Macy’s, Inc. (NYSE: M) reported its financial results for the fourth quarter and fiscal year 2024, along with its 2025 guidance.
Key highlights:
- Fourth quarter GAAP diluted earnings per share (EPS) was $1.21, while adjusted diluted EPS was $1.80, exceeding prior guidance.
- Comparable sales were down 1.1% on an owned basis but up 0.2% on an owned-plus-licensed-plus-marketplace basis.
- Macy’s First 50 locations saw comparable sales growth of 0.8% on an owned basis and 1.2% on an owned-plus-licensed basis.
- Bloomingdale’s recorded 4.8% owned comparable sales growth and its best 6.5% owned-plus-licensed-plus-marketplace sales growth.
- Bluemercury continued its growth, with comparable sales up 6.2% for the 16th consecutive quarter.
- Ended fiscal year 2024 with $1.3 billion in cash, up $272 million year-over-year.
- Generated $1.3 billion in operating cash flow and $679 million in free cash flow.
- Announced intent to resume share buybacks under the remaining $1.4 billion share repurchase authorization.
Fourth quarter 2024 results (year-over-year comparison):
- Net sales were $7.8 billion, down 4.3%.
- Gross margin rate was 35.7%, down 80 basis points.
- SG&A expenses were $2.4 billion, down $23 million, reflecting cost discipline.
- GAAP diluted EPS was $1.21; adjusted diluted EPS was $1.80, compared to $2.24 in Q4 2023.
- Operating income was $500 million, up from a loss of $149 million last year.
Fiscal year 2024 results (year-over-year comparison):
- Net sales were $22.3 billion, down 3.5%.

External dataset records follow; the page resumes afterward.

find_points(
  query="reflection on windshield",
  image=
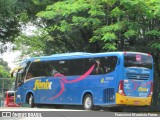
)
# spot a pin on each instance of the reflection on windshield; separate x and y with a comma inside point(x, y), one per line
point(137, 60)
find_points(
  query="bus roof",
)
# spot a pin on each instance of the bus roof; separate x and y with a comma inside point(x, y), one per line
point(75, 55)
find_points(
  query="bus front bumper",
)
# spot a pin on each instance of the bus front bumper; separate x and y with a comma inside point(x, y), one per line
point(135, 101)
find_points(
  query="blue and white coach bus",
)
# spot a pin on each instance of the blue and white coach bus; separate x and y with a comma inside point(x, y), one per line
point(88, 79)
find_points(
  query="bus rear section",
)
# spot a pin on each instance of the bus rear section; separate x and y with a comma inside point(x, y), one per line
point(135, 87)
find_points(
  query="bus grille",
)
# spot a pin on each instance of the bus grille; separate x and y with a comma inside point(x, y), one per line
point(137, 76)
point(109, 95)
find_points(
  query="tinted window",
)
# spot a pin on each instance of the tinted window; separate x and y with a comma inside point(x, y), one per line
point(76, 67)
point(137, 60)
point(10, 94)
point(103, 65)
point(35, 70)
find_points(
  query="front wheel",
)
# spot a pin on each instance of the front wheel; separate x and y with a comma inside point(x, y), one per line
point(88, 102)
point(31, 101)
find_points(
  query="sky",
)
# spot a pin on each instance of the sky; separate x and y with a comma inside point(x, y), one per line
point(10, 56)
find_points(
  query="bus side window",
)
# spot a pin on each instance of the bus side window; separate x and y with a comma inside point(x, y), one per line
point(109, 63)
point(34, 70)
point(20, 77)
point(76, 67)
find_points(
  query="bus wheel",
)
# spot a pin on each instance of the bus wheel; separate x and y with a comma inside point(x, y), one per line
point(31, 101)
point(88, 102)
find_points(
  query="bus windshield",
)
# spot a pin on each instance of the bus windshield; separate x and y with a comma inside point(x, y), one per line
point(137, 60)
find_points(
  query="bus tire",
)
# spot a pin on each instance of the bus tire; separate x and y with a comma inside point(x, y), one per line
point(31, 101)
point(88, 102)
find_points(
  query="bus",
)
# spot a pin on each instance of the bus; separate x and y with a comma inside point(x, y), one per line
point(87, 79)
point(9, 99)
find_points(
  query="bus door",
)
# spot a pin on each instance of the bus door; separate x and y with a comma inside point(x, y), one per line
point(138, 75)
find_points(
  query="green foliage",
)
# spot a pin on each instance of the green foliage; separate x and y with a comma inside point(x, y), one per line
point(4, 69)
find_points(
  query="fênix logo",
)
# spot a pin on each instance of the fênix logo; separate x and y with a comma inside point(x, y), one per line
point(39, 85)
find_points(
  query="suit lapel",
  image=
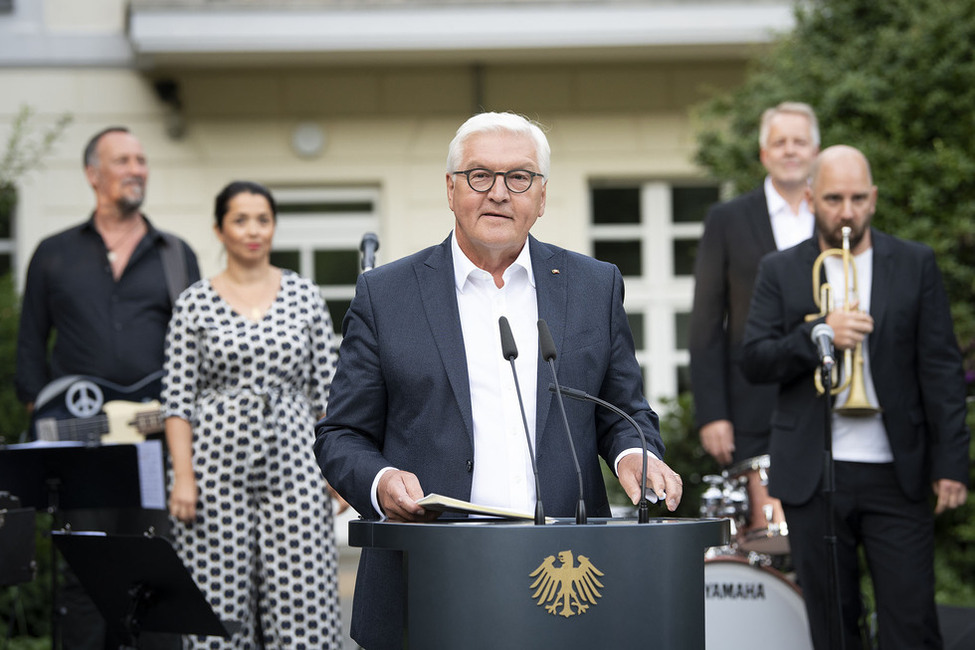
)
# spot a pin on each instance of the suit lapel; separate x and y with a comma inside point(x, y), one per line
point(759, 220)
point(435, 276)
point(550, 292)
point(883, 276)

- Comparable sales were down 2.0% on an owned basis and down 0.9% on an owned-plus-licensed-plus-marketplace basis.
- Gross margin rate was 38.4%, flat year-over-year.
- GAAP diluted EPS was $2.07; adjusted diluted EPS was $2.64, compared to $3.28 in fiscal year 2023.
- Free cash flow was $679 million.
2025 outlook:
- Net sales are projected to be between $21.0 billion and $21.4 billion.
- Comparable owned-plus-licensed-plus-marketplace sales are expected to be down approximately 2.0% to down 0.5%.
- Adjusted diluted EPS is expected to be between $2.05 and $2.25.
- Core adjusted EBITDA margin is projected to be between 8.0% and 8.2%.
CEO Tony Spring highlighted that Macy’s strategy is delivering results, with comparable sales improving to their best level in 11 quarters. He noted that growth in the First 50 locations and luxury segments, including Bloomingdale’s and Bluemercury, are strong drivers.
CFO Adrian Mitchell reaffirmed Macy’s commitment to elevating the customer experience, maintaining operational efficiency, and returning capital to shareholders through dividends and share buybacks.
Balance sheet and liquidity:
- Cash position of $1.3 billion with no short-term borrowings.
- Total debt of $2.8 billion, with no major maturities until 2027.
- Merchandise inventory increased 2.5%, partly due to the shift to cost accounting.
Share repurchase plan:
Macy’s intends to resume share buybacks under its $1.4 billion authorization, depending on market conditions.